Fortunately for Israel, I hadn’t been to China in over eight weeks.
I get some shekels
from the ATM, and a coffee from the arrival hall café and consider my options
for getting into the city. Two ladies
who man the train ticket booth were kind enough to explain just now one is to
purchase a ticket and where to head to.
They tell me the train is in twenty minutes and when I board the one
that arrives twenty minutes later it takes me to Jerusalem, which I realize is
the wrong way, only when I board the next train and return right back to the
airport.
I call and let my
11:00AM meeting explaining that I’ll be rather late and navigate the scrum at
the exit of Hahagana station as I rise up into Tel Aviv for the first time. I brush off the cabs automatically, but return
shortly thereafter and am quoted: “twenty.”
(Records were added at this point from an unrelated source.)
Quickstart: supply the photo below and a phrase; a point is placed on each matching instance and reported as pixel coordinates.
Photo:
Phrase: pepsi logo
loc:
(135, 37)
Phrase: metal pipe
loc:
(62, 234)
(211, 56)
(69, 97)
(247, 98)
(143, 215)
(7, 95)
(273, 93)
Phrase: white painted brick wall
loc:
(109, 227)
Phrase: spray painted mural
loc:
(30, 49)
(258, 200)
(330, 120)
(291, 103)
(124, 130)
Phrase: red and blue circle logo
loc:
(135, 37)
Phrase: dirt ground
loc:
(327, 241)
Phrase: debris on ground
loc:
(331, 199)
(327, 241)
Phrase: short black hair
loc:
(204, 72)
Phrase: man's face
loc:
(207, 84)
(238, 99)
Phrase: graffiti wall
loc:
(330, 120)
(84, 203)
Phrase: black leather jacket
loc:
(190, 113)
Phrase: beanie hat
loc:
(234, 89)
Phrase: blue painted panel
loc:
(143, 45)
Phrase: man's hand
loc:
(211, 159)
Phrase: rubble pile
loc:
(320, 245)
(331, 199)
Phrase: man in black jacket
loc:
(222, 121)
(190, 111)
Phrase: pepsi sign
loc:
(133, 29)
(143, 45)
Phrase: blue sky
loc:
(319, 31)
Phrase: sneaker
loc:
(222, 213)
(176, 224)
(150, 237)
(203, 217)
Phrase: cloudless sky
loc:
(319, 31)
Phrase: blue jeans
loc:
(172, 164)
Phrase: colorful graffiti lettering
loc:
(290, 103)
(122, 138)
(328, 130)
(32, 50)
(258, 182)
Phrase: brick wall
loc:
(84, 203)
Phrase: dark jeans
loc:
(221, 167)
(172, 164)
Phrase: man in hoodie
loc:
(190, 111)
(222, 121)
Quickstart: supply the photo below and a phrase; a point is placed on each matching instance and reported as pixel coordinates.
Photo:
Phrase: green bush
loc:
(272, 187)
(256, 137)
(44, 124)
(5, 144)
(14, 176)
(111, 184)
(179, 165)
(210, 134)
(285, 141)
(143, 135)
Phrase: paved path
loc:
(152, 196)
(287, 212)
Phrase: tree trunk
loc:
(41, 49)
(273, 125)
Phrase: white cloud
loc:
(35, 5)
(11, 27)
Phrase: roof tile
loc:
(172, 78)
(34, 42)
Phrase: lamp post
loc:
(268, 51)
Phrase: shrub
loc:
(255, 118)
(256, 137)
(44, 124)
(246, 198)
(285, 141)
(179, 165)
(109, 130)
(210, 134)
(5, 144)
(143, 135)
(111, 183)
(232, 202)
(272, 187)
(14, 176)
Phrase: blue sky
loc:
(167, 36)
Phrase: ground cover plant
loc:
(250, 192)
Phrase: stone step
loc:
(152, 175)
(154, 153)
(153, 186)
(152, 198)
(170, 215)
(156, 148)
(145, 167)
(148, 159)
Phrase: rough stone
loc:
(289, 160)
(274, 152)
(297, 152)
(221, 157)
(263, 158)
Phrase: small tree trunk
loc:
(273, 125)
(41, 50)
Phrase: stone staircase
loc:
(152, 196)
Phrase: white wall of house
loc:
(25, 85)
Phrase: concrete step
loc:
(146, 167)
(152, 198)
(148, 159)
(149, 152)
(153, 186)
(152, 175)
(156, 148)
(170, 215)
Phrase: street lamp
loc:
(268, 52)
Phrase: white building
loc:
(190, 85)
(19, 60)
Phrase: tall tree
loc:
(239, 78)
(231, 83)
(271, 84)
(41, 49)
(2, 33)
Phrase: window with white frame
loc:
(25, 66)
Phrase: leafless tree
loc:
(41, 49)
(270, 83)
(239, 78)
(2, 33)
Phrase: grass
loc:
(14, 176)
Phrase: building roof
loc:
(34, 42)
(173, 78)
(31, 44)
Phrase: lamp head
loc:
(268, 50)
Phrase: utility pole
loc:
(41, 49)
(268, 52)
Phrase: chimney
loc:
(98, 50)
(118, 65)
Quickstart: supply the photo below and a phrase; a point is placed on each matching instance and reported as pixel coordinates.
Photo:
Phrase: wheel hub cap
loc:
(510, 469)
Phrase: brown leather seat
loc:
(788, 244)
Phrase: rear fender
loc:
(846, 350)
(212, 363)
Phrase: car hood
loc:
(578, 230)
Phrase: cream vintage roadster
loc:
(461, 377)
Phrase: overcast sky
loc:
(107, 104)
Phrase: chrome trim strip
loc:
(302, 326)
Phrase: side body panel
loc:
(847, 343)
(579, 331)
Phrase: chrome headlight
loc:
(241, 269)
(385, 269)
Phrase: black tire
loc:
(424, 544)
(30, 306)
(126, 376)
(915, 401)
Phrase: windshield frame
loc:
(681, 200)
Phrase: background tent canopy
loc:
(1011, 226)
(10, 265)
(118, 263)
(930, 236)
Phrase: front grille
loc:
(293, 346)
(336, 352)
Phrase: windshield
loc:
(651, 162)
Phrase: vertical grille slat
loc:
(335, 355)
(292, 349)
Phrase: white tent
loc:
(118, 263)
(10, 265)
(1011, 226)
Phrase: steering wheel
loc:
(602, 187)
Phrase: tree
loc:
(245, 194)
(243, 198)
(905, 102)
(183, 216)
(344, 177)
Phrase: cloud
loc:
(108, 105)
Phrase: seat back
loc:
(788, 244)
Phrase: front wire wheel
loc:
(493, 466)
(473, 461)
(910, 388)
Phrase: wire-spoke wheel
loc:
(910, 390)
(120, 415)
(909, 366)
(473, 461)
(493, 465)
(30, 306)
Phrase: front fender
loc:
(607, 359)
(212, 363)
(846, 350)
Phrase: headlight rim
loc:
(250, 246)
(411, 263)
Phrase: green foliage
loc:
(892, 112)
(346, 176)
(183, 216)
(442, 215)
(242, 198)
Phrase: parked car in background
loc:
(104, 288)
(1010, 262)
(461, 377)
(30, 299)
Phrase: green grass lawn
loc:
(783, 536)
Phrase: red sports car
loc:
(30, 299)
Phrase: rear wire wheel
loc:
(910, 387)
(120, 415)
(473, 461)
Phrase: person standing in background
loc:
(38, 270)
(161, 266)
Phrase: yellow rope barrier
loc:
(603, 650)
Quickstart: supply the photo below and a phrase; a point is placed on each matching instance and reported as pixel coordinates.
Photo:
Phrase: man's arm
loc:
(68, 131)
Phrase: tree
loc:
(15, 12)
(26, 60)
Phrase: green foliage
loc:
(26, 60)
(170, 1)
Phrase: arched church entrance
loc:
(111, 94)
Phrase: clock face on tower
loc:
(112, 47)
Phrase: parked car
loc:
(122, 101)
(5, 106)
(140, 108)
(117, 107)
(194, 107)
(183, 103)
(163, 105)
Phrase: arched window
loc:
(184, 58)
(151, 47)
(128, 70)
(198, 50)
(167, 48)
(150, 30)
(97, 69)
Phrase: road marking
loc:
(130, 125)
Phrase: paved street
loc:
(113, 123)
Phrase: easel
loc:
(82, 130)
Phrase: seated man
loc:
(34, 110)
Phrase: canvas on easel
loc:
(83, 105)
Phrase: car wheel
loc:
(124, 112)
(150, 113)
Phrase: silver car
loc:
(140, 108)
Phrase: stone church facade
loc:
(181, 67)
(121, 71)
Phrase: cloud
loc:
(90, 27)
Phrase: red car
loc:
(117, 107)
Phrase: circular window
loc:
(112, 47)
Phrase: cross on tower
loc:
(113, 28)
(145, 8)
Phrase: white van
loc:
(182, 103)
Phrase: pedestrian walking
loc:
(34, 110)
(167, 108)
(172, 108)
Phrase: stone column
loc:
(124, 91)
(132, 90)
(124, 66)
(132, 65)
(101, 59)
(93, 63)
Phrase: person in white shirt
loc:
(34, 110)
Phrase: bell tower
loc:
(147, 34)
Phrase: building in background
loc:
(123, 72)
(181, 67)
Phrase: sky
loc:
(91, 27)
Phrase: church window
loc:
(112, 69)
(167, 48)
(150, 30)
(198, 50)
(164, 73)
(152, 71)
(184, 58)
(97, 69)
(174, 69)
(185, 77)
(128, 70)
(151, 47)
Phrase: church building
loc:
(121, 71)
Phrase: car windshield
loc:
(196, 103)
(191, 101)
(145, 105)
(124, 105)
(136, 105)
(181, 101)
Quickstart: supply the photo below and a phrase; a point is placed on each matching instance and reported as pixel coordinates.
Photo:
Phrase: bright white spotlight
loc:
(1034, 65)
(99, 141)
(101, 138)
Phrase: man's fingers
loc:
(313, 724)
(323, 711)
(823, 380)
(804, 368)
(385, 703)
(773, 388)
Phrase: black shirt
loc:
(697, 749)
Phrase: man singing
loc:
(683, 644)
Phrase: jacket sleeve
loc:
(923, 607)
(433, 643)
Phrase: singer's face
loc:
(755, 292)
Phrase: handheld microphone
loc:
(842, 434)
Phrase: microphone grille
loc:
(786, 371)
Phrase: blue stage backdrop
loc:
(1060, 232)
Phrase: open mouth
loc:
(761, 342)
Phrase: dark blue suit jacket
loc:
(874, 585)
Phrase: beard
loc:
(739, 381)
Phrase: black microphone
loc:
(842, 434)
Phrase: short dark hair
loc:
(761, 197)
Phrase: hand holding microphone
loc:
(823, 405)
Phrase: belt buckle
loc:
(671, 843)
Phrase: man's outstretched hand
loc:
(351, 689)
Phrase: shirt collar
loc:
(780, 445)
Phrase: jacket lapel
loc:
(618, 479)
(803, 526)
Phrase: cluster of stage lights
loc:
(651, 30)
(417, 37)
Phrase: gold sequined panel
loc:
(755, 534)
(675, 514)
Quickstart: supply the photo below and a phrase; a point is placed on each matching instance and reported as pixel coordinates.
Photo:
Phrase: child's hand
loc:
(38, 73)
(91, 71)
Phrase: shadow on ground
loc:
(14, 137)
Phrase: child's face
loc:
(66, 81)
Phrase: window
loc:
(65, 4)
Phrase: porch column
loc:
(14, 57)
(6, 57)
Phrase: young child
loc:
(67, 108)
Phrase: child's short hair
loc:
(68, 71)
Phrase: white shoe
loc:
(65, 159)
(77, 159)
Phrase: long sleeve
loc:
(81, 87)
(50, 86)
I walk away and contemplate my “Gett” app, Israel’s answer to Uber. The cab I was speaking with is already
here. I return to the guy with the
shades and throw my bag trunk. Halfway along
the way he stops and picks up some other guy which is always
disconcerting. I whine in a whiney voice
that I imagine would somehow sound familiar to him. When we arrive “twenty” is not twenty
shekels but “twenty doh-lohrs” he informs me, hand firmly grasping
my luggage.
But soon I’m in a
meeting with a brilliant entrepreneur with a big, nineteenth century beard,
siting in an outdoor café, a bit colder than I would have expected, here in the
sun and its immediately marvelous to be beyond the requisite handling and in
Tel Aviv for the first time. My business
associate, whom I’ve only ever spoken with on the phone, picks me up
immediately after and we stare and smile and consider each other in person. He sounds the same as always, driving off to
the next meeting up north in Ra'anana.